Just another day in paradise
Saturday, January 05, 2008
I've been working pretty had and making pretty good choices for the most part. I have actually seen 218 on the scale. I'm pretty happy about that, but with weight fluctuations I'm still seeing 220 also. I can't wait to never see 220 again!
I've been going to the gym as often as I can, trying for 4 days a week, but I'm starting to think I need more than that just for my own sanity.
I went to the dr yesterday because I have been feeling nauseous for the last 3 weeks and it's either pregancy or anxiety. We did a blood test for the pregancy so I will find out on Monday about that, if not then it's anxiety. I have a feeling it will be anxiety. I feel it right now. :(
I started thinking about all the things I have been through in the last year and I can see why I would have anxiety now. I accepted a new job and moved from Oregon to Arizona. I lost that job. I was out of work for 6 months. I met a great guy. We moved in together. I got a pretty good paying job, but I don't have a ton to do when I'm at work. We moved to another house. I got engaged. My fiance has a daughter so we have to deal with his immature selfish ex all the time. We fight a lot because of how he deals with her so I'm scared about our relationship and if the wedding will really happen. That's a lot to deal with all in one year. And trying to lose weight on top of it.

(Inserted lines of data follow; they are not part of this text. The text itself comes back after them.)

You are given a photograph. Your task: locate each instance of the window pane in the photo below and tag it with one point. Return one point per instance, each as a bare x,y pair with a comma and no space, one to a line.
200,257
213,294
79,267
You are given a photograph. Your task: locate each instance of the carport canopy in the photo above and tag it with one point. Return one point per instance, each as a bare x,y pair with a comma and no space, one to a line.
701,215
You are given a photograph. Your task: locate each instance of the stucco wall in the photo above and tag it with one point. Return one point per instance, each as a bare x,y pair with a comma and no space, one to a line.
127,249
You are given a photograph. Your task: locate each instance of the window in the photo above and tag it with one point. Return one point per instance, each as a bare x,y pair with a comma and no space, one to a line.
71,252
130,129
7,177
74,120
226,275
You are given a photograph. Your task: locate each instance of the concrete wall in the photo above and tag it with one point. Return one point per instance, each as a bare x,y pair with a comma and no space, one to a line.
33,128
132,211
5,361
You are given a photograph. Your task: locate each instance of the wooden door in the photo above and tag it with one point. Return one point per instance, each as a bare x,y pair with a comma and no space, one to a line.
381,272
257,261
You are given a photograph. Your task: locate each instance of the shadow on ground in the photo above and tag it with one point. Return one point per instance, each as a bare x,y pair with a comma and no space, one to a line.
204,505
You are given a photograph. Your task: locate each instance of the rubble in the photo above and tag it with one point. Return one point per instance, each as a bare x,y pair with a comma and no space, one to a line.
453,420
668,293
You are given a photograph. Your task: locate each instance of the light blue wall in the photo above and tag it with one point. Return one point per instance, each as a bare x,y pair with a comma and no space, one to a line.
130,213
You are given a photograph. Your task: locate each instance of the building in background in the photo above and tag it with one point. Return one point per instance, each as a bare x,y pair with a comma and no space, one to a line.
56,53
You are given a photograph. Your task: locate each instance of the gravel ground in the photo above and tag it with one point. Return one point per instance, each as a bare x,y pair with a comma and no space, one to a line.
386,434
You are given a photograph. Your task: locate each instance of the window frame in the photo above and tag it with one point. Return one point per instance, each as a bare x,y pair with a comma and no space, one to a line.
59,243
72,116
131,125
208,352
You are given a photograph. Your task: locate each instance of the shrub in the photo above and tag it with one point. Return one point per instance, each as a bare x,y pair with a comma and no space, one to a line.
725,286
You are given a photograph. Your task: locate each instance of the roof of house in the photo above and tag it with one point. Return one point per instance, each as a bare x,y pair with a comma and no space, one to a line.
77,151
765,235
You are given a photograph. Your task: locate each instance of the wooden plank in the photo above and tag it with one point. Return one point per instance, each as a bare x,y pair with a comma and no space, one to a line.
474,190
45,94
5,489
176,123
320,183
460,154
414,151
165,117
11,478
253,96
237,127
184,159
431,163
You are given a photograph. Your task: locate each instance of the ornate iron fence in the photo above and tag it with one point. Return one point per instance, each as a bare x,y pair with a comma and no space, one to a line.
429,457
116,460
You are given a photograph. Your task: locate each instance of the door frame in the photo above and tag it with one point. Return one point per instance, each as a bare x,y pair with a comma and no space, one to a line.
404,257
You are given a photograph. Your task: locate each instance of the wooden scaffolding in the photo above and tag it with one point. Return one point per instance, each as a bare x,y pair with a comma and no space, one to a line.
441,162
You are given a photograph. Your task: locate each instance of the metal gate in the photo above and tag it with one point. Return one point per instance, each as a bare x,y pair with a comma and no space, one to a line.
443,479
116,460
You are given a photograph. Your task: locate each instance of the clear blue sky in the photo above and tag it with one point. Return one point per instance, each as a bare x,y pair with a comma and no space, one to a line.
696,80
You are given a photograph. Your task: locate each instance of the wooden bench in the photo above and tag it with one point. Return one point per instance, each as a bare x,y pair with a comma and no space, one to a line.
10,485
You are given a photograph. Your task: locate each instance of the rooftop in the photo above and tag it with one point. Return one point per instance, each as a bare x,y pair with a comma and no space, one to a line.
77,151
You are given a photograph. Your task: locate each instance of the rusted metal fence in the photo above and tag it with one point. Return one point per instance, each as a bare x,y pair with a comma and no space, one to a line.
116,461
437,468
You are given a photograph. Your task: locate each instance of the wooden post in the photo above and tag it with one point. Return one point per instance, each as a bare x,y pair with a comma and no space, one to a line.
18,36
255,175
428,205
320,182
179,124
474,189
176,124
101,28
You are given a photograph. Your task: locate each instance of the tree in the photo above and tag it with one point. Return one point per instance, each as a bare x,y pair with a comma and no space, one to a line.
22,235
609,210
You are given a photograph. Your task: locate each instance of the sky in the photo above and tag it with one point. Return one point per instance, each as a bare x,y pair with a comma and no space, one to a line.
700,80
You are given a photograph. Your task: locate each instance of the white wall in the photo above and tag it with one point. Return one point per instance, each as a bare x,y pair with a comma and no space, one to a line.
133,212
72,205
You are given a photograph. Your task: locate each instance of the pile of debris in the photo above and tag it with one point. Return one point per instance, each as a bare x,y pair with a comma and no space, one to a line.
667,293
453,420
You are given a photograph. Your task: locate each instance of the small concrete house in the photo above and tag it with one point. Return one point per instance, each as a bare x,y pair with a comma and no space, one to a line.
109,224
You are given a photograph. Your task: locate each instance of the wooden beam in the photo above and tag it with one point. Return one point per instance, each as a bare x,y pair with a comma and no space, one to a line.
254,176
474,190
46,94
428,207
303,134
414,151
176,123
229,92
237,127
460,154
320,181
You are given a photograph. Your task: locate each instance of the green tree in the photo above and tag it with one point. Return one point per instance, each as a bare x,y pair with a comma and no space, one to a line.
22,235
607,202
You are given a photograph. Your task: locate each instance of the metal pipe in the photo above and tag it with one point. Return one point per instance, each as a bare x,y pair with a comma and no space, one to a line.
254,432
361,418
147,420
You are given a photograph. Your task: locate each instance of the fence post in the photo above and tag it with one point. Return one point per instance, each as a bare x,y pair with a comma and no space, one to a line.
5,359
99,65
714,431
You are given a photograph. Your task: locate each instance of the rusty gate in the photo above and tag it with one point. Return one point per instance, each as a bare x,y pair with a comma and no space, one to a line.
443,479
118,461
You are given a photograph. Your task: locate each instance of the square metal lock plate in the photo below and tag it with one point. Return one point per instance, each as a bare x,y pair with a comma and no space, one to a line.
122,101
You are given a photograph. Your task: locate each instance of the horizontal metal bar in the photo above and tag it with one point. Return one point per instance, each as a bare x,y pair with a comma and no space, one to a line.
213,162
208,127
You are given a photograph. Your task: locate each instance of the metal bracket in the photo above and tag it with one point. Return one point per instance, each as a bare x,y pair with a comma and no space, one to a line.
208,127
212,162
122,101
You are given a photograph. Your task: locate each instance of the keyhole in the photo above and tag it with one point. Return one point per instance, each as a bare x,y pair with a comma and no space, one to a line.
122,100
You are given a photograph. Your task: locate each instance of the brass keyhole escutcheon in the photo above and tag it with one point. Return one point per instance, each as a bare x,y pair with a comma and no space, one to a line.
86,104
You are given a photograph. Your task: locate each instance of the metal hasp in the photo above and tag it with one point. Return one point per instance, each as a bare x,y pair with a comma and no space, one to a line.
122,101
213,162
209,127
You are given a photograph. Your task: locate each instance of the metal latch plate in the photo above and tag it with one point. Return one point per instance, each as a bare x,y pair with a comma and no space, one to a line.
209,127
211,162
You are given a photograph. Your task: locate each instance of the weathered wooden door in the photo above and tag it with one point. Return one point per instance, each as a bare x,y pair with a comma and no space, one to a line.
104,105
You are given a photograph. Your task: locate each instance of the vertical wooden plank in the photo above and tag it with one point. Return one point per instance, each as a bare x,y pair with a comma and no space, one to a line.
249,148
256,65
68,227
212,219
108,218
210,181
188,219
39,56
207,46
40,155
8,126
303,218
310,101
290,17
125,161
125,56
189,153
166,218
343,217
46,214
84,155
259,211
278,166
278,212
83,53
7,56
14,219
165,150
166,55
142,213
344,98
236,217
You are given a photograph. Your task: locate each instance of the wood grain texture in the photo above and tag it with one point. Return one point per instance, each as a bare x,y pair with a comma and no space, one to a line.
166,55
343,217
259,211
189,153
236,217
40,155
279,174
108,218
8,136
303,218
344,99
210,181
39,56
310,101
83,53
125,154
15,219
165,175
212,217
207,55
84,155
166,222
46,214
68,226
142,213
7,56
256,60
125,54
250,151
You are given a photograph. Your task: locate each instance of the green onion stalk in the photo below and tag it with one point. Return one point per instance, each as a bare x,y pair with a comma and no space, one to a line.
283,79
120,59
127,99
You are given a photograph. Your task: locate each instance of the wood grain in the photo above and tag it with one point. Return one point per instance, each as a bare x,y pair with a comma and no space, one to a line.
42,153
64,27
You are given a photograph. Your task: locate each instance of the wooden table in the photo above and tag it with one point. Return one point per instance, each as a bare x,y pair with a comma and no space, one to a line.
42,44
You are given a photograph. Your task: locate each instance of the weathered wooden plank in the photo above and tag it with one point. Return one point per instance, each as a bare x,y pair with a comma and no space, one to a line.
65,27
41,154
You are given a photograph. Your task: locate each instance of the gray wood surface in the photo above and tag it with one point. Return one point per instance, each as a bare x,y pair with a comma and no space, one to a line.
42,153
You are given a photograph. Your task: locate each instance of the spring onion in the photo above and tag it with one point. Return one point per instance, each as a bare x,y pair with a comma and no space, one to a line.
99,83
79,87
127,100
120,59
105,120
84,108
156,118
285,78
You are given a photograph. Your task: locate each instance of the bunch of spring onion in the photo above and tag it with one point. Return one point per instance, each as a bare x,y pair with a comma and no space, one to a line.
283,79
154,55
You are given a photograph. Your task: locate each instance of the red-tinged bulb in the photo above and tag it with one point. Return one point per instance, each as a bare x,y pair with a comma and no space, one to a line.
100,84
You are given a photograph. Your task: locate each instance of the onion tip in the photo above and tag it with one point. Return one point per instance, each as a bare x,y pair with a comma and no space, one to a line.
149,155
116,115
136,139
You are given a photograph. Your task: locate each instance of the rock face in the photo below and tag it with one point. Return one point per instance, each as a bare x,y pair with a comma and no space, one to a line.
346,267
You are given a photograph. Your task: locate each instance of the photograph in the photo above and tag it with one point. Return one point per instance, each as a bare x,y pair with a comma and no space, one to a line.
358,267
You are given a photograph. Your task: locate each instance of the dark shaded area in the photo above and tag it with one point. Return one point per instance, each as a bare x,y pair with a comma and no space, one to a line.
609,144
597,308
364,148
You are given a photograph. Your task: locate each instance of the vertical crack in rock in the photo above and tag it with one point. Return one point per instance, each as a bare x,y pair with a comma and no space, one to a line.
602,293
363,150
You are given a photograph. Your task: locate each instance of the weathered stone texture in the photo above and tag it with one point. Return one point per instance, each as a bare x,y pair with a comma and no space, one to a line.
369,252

But I do have to say that the drama that I deal with because of the ex makes me more motivated to work out - or at least work out longer. Somedays I could go forever just to get my frustrations out.
I've been trying to find some ways to deal with the anxiety, but I'm not sure. I worked out today and sat in the steam room and I feel more anxious now than I did this morning. Not sure why - maybe because my fiance has to go pick up his daughter from his ex today. I hate the stress!!!!
I am determined to lose the weight though, hopefully that will help with my anxiety as well.